`SBOM` accessory that is replicated over from another registry is not deleted after triggering SBOM manual generation
zyyw opened this issue · comments
How to reproduce?
- deploy two harbor instances: harbor1 and harbor2
- push image1 to harbor1; generate SBOM for image1
- create a push-based replication from harbor1 to harbor2 to replicate image1 (located on harbor1) and its SBOM accessory to harbor2
- we can see that the image1 and its SBOM accessory are replicated to harbor2 (image1, sbom1 harbor1 -> image2, sbom2 harbor2).

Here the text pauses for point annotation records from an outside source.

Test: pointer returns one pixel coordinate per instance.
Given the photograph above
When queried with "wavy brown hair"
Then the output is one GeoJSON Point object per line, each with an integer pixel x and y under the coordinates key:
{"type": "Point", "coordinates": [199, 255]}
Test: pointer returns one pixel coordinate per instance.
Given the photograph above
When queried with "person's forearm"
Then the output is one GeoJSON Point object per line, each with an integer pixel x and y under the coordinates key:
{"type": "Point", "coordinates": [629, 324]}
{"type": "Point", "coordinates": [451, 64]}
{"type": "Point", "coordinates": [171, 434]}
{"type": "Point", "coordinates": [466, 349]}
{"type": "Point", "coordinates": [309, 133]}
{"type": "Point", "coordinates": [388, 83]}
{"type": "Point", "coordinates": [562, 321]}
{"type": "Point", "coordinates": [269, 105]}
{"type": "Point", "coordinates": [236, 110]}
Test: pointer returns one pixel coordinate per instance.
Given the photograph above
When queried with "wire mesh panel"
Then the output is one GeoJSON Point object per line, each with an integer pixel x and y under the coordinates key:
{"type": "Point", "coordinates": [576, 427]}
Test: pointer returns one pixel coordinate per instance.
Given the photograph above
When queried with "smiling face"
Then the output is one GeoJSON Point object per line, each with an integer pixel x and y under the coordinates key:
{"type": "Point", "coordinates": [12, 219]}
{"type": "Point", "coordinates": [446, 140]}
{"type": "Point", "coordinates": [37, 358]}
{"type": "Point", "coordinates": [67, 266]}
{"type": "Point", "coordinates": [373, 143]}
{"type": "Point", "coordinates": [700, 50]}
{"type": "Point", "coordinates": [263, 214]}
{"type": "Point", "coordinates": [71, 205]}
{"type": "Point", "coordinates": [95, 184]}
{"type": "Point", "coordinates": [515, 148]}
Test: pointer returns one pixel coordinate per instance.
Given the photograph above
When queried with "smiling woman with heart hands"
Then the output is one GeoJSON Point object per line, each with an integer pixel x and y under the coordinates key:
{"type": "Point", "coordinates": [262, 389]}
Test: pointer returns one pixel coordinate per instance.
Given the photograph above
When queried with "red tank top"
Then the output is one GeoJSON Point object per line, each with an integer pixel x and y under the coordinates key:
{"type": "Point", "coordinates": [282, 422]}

However, if we trigger a SBOM generate manually for the image2 (which is the image1 on harbor1 replicated to harbor2), we can see that in addition to sbom2 being associated to image2, a new SBOM (sbom3) is associated to image2. So there are in total of 2 SBOM accessories (sbom2 & sbom3) associated to image2. Should sbom2 be replace by sbom3?
![Screenshot 2024-05-28 at 3 00 43 PM](https://private-user-images.githubusercontent.com/6709992/334302432-f3153a09-877c-4d85-b81d-149920ab9f8b.png?jwt=eyJhbGciOiJIUzI1NiIsInR5cCI6IkpXVCJ9.eyJpc3MiOiJnaXRodWIuY29tIiwiYXVkIjoicmF3LmdpdGh1YnVzZXJjb250ZW50LmNvbSIsImtleSI6ImtleTUiLCJleHAiOjE3MjIwMjgyODcsIm5iZiI6MTcyMjAyNzk4NywicGF0aCI6Ii82NzA5OTkyLzMzNDMwMjQzMi1mMzE1M2EwOS04NzdjLTRkODUtYjgxZC0xNDk5MjBhYjlmOGIucG5nP1gtQW16LUFsZ29yaXRobT1BV1M0LUhNQUMtU0hBMjU2JlgtQW16LUNyZWRlbnRpYWw9QUtJQVZDT0RZTFNBNTNQUUs0WkElMkYyMDI0MDcyNiUyRnVzLWVhc3QtMSUyRnMzJTJGYXdzNF9yZXF1ZXN0JlgtQW16LURhdGU9MjAyNDA3MjZUMjEwNjI3WiZYLUFtei1FeHBpcmVzPTMwMCZYLUFtei1TaWduYXR1cmU9MTYzYTNkY2M4YThhOGRmNGFhNWFiOGI5ZTJkNzIwZjg3YjkxMjIwNDMzYzQzNWNhOGQ3NTY0MWZhYjZiNTIwZSZYLUFtei1TaWduZWRIZWFkZXJzPWhvc3QmYWN0b3JfaWQ9MCZrZXlfaWQ9MCZyZXBvX2lkPTAifQ.ChPZcJ7p8Ut0n-f2hxF2e5FbmCroFgplp1Fh283-UjE)
According to our discussion in design stage, Ui will Use the first item in the accessories list. i think the order of item in the list returned fro the backend does not correct. we should always put the latest one in the first item of the list.